Le silence qui a suivit comportait autant d’angoisse que d’approbation à la remarque de Fabricio. Rompant ce silence pesant, Roberta nous a proposé de filer tous les rêves, de les lire et de “de-filer’ ceux qui étaient sans danger. Même si elle était complexe à mettre en place (un fils de rêve est une chose tellement fragile), nous avons adopté son idée. Nous étions 6 fileurs dans la maison, tous rompus depuis de nombreuses années à ce travail, nous avions toutes les chances de réussir à tromper les jeunes fileurs, même agressifs, formés par le maire (le futur nous le confirmera). Afin de couvrir toute la journée, nous nous sommes organisés en binôme. Catalina et moi pour les 8 heures de la nuits (étant les seuls à pouvoir sortir) Fabricio et Luis de 8h à 16h et pour finir Roberta et Pilar de 16h à minuit. Chaque binôme s’organisant pour filer, lire nos rêves et renvoyer ceux sans danger.

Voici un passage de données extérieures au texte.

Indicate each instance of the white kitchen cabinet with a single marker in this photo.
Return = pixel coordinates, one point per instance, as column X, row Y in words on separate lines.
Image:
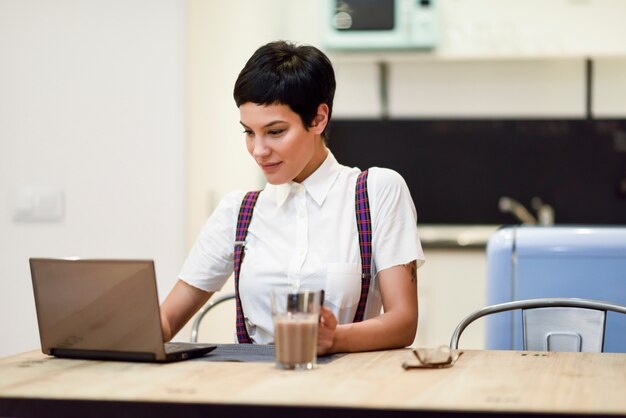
column 609, row 88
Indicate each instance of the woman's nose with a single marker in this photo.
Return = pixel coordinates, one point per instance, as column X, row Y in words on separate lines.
column 260, row 148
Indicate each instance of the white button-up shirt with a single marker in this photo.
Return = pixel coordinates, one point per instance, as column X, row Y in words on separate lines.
column 305, row 235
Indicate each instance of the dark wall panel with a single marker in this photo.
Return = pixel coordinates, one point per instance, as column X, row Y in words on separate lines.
column 458, row 169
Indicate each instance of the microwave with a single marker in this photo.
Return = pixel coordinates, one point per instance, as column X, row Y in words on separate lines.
column 380, row 24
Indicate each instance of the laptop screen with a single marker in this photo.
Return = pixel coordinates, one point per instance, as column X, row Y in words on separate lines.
column 104, row 305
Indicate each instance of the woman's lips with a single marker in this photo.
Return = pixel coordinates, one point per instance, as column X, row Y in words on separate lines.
column 270, row 167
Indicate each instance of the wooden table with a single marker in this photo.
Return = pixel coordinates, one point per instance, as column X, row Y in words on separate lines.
column 509, row 383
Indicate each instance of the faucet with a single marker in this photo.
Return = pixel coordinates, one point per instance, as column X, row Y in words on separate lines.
column 545, row 212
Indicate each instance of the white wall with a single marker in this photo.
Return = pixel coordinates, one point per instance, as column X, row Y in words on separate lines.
column 91, row 104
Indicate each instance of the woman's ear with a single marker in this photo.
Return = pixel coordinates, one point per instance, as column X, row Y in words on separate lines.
column 321, row 119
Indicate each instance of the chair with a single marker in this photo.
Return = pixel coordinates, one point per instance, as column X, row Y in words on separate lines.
column 204, row 310
column 553, row 324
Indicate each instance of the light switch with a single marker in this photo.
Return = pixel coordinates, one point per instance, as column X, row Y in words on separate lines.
column 39, row 204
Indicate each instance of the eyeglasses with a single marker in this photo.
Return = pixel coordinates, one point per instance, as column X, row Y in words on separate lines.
column 433, row 358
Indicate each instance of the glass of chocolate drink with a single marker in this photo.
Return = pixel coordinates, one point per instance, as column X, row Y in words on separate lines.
column 296, row 316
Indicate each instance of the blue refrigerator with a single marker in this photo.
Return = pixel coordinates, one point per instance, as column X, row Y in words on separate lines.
column 525, row 262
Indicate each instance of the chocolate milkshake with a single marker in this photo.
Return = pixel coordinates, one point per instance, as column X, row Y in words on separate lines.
column 295, row 336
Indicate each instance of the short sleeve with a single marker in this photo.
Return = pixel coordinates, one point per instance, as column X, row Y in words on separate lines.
column 395, row 240
column 210, row 261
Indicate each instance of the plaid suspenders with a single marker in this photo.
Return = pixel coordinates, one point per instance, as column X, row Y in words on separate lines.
column 243, row 221
column 364, row 227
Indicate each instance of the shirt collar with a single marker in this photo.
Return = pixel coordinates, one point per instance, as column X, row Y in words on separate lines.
column 317, row 184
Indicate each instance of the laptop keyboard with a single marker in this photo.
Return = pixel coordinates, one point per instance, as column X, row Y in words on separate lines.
column 178, row 347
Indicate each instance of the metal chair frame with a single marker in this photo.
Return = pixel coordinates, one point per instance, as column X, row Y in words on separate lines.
column 204, row 310
column 528, row 305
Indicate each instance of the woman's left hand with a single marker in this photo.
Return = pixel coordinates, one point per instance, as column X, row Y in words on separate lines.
column 326, row 331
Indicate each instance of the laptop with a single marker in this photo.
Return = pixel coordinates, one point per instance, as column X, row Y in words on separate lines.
column 103, row 310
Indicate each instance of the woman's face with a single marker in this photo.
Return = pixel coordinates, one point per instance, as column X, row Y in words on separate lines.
column 280, row 144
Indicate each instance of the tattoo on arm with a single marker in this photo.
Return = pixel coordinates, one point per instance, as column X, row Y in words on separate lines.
column 412, row 267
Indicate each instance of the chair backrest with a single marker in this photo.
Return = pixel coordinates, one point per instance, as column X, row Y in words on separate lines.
column 553, row 324
column 195, row 327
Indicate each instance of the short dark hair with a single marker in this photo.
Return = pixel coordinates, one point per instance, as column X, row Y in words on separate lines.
column 281, row 72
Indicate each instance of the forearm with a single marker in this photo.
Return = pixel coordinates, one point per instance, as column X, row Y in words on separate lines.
column 393, row 329
column 387, row 331
column 179, row 307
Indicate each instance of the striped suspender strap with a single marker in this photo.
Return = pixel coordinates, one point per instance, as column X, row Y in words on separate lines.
column 364, row 226
column 243, row 221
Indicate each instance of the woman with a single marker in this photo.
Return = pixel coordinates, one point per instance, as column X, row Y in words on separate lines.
column 301, row 229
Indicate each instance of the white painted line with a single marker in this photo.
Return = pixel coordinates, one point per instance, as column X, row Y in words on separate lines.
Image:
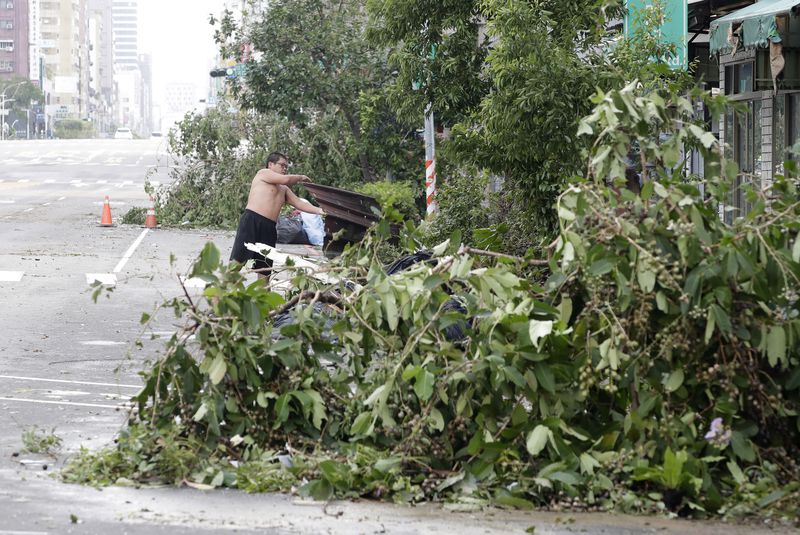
column 194, row 282
column 11, row 276
column 71, row 403
column 130, row 251
column 64, row 381
column 103, row 278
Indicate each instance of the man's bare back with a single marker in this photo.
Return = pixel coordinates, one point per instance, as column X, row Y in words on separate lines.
column 269, row 191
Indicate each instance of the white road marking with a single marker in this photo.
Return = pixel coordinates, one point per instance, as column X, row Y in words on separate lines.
column 70, row 403
column 64, row 381
column 11, row 276
column 108, row 279
column 130, row 251
column 194, row 282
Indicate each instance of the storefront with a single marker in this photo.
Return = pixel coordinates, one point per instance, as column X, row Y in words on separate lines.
column 758, row 48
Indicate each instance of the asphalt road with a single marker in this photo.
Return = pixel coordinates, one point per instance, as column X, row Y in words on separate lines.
column 68, row 365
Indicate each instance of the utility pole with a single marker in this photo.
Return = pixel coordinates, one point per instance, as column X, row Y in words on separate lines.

Se plonger dans les rêves de ses proches et amis est toujours une chose délicate, difficile d’entrée autant dans l’intimité d’une personne. Quelques jours plus tard aux sourires des uns au clins d’œil des autres nous savions en nous réveillant qu’un petit secret était sorti d’un de nos rêves. Luis nous transportait toujours dans ces voyages, sur les hauts plateaux andins, Roberta nous entraînais souvent dans le métro de la ville, mettant en scène les nombreux marginaux qui l’habitent.
Quelques jours plus-tard, la radio à recommencer à diffuser de l’information. Uniquement des flash pour annoncer l’arrestation ou l’exécution de tel ou tel fileur. La répression avait maintenant touché tout le pays. Les appels à dénoncer les rares fileurs encore vivant se multipliaient. A la télévision les portraits de nos 4 amis apparaissaient toutes les heures ainsi que ceux d’une dizaine d’autres personnes. Nous n’étions pas (encore?) les derniers. Il nous fallait les retrouver.